Methods To Deter Wildlife Range From Dogs To Decoys
US
Airways Flight 1549 has put the media spotlight on a
long-recognized problem among the pilot community. Bird strikes can
happen anywhere, and at nearly any altitude... though they're
especially prevalent while flying near coastal or wooded
locales.
Southwest Florida is known for its good year-round weather and
abundance of wetlands, a combination that makes an excellent
habitat for birds of many kinds. But
as has been recently demonstrated in dramatic
fashion, birds and airplanes don't mix well, something
area airports routinely take precautions to help prevent.
Naples Municipal Airport (APF) Executive Director Ted Soliday
said, "Birds are not something good for the airport, so we chase
them away." The airport staff employs a combination of
pyrotechnics, noise makers, whistles, sirens, firecrackers, vehicle
horns, snake decoys and arm waving to scare them off.
Soliday said when their "conventional" methods don't work, the
airport uses a "take permit," a license to kill the birds - but
only in worst-case scenarios. Birds frequently seen in the area
include migrant birds and wading birds such as egrets and ibis, he
said.
In the airport's history, Soliday said there have been bird
strikes, but could not recall a catastrophic strike that robbed a
plane of all power. Birds are more likely to be encountered while
flying over the nearby Everglades, he added.
Southwest Florida International Airport (RSW) uses many of the
same methods to discourage the presence of birds that are employed
at Naples, with one notable exception -- a Border collie named Sky,
a third-generation patrol dog.
In fact, RSW was the first commercial airport in the US to make
use of a dog to assist in a Wildlife Management Program, according
to the Naples Daily News. Sky herds and chases birds to discourage
nesting and roosting on airport property, airport spokeswoman
Victoria Moreland said.
RSW's methods seem reasonably successful, thanks in part to Sky.
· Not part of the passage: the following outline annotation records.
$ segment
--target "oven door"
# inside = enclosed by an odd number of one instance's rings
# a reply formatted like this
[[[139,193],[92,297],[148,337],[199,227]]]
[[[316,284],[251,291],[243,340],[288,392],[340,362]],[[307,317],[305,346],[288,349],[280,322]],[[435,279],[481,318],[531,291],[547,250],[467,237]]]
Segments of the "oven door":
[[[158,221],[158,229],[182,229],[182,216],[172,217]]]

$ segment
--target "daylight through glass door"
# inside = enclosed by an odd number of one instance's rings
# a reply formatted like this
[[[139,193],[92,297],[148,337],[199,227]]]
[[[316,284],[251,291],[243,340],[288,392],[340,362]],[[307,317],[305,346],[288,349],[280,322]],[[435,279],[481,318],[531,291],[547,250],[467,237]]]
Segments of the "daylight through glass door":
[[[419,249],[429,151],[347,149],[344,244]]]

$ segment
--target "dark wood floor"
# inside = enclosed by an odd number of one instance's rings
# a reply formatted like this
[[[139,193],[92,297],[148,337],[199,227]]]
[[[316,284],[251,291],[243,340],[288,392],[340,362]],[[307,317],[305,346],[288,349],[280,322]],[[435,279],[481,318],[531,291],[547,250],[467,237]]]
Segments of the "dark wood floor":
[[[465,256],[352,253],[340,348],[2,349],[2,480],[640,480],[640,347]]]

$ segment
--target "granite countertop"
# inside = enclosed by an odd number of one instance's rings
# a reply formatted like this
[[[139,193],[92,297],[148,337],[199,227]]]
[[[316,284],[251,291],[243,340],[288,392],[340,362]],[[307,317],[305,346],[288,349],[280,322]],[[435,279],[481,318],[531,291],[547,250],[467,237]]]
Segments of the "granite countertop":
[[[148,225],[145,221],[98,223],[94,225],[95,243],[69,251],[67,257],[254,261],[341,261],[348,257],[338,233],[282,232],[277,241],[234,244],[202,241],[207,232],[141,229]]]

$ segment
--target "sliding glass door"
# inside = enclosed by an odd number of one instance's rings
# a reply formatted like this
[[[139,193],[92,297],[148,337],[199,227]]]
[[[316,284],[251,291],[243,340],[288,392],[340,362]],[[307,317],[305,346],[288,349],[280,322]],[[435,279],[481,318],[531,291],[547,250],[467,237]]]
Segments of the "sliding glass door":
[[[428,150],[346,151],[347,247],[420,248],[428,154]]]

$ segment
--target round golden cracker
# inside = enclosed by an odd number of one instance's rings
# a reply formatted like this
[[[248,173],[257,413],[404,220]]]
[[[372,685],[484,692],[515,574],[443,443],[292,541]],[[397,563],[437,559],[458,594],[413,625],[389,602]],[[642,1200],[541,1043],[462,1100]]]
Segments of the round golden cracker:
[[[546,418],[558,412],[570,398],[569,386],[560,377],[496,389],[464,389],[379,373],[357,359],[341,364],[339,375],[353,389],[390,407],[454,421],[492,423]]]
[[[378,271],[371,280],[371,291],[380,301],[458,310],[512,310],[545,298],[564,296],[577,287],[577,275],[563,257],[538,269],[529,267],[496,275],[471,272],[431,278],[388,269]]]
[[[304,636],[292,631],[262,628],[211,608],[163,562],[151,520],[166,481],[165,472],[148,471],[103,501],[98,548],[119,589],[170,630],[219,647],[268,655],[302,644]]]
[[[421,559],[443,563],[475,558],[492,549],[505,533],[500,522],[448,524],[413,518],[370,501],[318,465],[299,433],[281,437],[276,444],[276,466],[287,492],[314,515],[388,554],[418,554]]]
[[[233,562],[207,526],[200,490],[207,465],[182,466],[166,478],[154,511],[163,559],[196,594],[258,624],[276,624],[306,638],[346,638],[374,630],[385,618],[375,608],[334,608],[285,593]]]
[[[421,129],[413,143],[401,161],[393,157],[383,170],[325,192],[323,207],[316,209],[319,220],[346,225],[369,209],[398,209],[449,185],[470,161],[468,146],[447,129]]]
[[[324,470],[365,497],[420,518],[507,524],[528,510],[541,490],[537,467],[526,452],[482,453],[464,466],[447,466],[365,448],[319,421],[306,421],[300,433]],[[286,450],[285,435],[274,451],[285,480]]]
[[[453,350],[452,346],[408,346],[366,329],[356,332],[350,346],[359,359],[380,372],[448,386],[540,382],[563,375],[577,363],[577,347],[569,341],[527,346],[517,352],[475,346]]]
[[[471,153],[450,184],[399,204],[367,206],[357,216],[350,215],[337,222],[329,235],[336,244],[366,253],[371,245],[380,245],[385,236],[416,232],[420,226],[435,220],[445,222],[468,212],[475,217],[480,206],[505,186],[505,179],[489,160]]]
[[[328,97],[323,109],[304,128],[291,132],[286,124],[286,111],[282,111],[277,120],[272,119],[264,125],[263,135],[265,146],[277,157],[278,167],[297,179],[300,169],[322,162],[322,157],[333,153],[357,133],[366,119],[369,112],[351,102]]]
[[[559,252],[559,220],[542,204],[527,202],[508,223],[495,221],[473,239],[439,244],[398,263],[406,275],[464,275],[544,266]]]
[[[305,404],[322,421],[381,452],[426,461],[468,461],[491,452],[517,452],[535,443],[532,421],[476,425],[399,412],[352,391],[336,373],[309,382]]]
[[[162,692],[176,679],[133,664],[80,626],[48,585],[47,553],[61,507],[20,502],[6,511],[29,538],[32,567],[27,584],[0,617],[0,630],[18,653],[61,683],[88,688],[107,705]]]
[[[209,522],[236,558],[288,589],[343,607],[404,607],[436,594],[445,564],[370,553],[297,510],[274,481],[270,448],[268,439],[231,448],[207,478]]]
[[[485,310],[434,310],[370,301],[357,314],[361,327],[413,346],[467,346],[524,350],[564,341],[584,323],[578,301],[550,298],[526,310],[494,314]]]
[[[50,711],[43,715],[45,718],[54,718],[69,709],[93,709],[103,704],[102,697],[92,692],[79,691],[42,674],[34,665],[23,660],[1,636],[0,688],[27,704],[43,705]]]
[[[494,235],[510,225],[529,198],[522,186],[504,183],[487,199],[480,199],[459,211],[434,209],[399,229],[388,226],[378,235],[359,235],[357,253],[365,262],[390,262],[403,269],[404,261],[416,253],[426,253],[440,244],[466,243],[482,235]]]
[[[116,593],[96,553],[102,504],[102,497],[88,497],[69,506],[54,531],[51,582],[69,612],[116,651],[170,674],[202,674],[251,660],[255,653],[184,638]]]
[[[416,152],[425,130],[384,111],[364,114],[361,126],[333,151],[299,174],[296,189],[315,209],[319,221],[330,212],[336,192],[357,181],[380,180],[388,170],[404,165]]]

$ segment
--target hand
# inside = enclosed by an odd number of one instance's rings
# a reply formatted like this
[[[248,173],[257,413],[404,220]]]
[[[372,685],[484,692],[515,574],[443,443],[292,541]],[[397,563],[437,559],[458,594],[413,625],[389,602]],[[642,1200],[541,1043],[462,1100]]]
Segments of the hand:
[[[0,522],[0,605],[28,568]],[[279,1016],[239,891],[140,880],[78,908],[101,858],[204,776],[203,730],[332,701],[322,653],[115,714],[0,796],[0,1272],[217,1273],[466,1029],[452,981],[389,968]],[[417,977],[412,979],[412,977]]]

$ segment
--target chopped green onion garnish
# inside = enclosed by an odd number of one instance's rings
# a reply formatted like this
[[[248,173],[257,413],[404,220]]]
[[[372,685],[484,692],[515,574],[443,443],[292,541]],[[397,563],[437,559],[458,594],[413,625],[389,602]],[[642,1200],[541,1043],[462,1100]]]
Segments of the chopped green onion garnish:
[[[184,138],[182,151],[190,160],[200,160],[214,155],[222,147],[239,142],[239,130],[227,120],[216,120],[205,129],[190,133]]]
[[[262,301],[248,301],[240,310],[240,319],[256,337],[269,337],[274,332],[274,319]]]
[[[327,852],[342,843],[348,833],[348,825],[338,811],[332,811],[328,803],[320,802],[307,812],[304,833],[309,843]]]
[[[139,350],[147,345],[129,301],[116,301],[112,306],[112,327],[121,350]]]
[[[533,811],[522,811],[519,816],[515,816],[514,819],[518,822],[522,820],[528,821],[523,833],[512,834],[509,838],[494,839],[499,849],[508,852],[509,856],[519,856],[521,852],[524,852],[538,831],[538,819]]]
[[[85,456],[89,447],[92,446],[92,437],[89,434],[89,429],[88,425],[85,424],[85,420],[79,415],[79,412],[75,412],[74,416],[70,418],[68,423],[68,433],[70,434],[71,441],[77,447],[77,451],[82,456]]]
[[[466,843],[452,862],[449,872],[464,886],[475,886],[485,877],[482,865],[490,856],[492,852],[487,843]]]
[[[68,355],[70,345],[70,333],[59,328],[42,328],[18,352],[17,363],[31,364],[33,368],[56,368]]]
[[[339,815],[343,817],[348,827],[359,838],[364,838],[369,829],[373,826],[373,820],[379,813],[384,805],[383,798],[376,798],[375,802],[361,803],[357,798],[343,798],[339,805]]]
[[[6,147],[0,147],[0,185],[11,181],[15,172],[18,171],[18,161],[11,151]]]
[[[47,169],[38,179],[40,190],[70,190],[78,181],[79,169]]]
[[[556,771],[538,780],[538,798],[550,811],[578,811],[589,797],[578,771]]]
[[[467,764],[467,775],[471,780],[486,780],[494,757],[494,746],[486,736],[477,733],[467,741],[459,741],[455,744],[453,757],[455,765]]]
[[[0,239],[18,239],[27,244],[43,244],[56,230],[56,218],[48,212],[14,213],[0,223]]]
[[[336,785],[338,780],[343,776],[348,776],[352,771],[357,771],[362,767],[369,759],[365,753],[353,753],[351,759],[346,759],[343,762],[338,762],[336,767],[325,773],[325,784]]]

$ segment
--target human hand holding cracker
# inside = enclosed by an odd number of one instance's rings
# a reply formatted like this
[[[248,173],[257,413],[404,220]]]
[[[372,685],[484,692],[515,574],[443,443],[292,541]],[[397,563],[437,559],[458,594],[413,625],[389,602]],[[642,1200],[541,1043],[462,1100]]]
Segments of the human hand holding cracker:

Moreland said the airport logged 89,308 operations last year, with
only 20 bird strikes reported, and none of them resulted in major
aircraft damage.
According to Federal Aviation Administration statistics,
wildlife strikes have killed more than 219 people and resulted in
the destruction of more than 2,000 aircraft worldwide since 1988.
In 2007 alone, the FAA logged 7,666 wildlife strikes in the United
States, and about 97 percent of them were bird strikes.